The ending tries to go full tragedy, with Jekyll realizing too late the cost of unleashing his dark side. He stumbles, bleeds, collapses—and instead of feeling haunted or moved, you feel relieved. Like the movie just did the cinematic equivalent of finishing its sentence so you can go pee.
🪞 Duality? More Like Dull-ality
The whole point of the Jekyll and Hyde story is that everyone has a monster inside them—an animal craving chaos and destruction. But this version waters that idea down to “Sometimes I want to be a jerk and wear a cravat.” Jekyll isn’t repressed so much as annoying. Hyde isn’t evil so much as annoying and smug.
There’s no exploration of morality. No descent into madness. No sense that this transformation is warping a man’s soul. Just some unfortunate facial hair, a change of suit, and a whole lot of existential whining.
🪦 Final Thoughts
The Two Faces of Dr. Jekyll isn’t scary, sexy, or suspenseful. It’s a slow, melodramatic trudge through a script that thinks “evil” means wearing eyeliner and smirking. Paul Massie is miscast twice in the same movie. Christopher Lee is wasted on a role that could’ve been played by a coat rack. And Terence Fisher, normally a reliable Hammer hand, directs like he’s being paid per sigh.

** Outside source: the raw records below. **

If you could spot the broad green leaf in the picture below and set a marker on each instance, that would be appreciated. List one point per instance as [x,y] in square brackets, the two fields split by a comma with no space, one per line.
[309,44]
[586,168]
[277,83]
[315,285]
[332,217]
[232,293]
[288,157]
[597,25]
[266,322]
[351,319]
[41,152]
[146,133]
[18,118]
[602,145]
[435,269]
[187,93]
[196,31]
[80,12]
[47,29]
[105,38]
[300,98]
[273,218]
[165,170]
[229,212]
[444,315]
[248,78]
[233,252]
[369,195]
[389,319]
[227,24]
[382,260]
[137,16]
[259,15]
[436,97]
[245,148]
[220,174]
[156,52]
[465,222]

It’s all talk, no terror. All pomp, no pulse. A tale of two faces—both of them yawn-inducing.
Rating: 1.5 out of 5 bad haircuts
There’s nothing scary about The Two Faces of Dr. Jekyll—unless you count the realization that you just spent 88 minutes watching a moral debate staged by mannequins. If you want gothic horror, look elsewhere. If you want hot guys in waistcoats being vaguely unpleasant, well… congratulations, this one’s for you.